The Better Way: Transit Service and Demand in Metropolitan Toronto, 1953-1990

English, Jonathan January 2021 (has links)
This dissertation contends that the decision of the Municipality of Metropolitan Toronto and the Toronto Transit Commission to introduce a grid of frequent, all-day bus service on arterial roads in newly built, low-density suburban neighbourhoods is responsible for Toronto’s unique ability to attract suburbanites to transit. Toronto’s approach is in stark contrast with the that followed in most North American urban regions, where auto-oriented suburban built form is considered to make transit unviable, and therefore transit service outside the urban core is typically very limited. The Ontario government’s establishment of metropolitan government in the Toronto region in 1953, at a time when transit remained a popular mode of transportation, encouraged and empowered suburban politicians to pressure the TTC to expand service to their constituencies. In response, the TTC developed a plan for suburban bus service that succeeded, in terms of ridership and financial performance, far beyond its expectations. This success, in turn, encouraged further service improvements and government support for transit, producing a virtuous spiral of service increases, ridership gains, and government funding increases, which stood in sharp contrast with the vicious spiral of ridership declines, service cuts, and fare hikes that plagued transit systems in most North American cities. This dissertation is the product of archival research in Canada and the United States, as well as a series of interviews with policymakers, planners, and activists who were engaged during the period. The Toronto model offers valuable lessons for transportation planning across North America.
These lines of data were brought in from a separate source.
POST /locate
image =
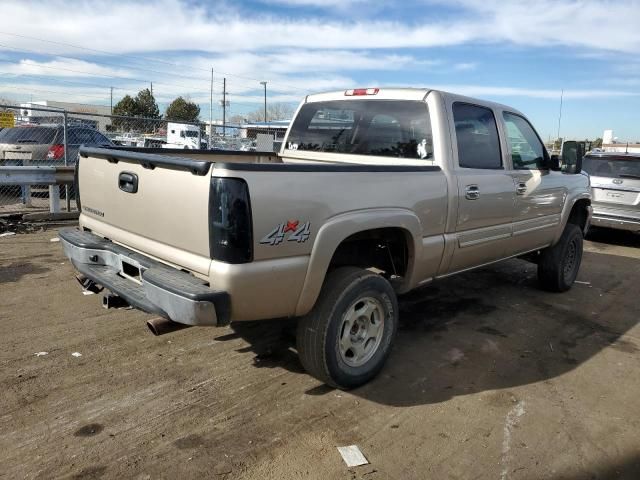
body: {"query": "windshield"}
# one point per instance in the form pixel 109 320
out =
pixel 612 167
pixel 387 128
pixel 38 135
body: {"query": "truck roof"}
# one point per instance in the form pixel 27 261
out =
pixel 403 93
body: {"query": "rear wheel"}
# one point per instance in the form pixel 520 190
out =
pixel 558 265
pixel 346 338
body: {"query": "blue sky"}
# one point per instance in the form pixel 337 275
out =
pixel 517 52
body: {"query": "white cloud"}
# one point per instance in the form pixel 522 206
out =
pixel 465 67
pixel 493 91
pixel 175 25
pixel 62 67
It demonstrates that it is possible to achieve high transit mode share, even in areas that are not designed as explicitly transit-oriented communities. This means that it is possible to shift trips away from the automobile without needing to entirely rebuild the suburban neighbourhoods where most North Americans reside, an unachievable goal on the timeline required to avert catastrophic climate change. It also demonstrates that the benefits of large capital investments in rapid transit and rail projects will only be maximized when paired with operating funding to ensure that the new infrastructure is embedded in a broader network of frequent local transit service.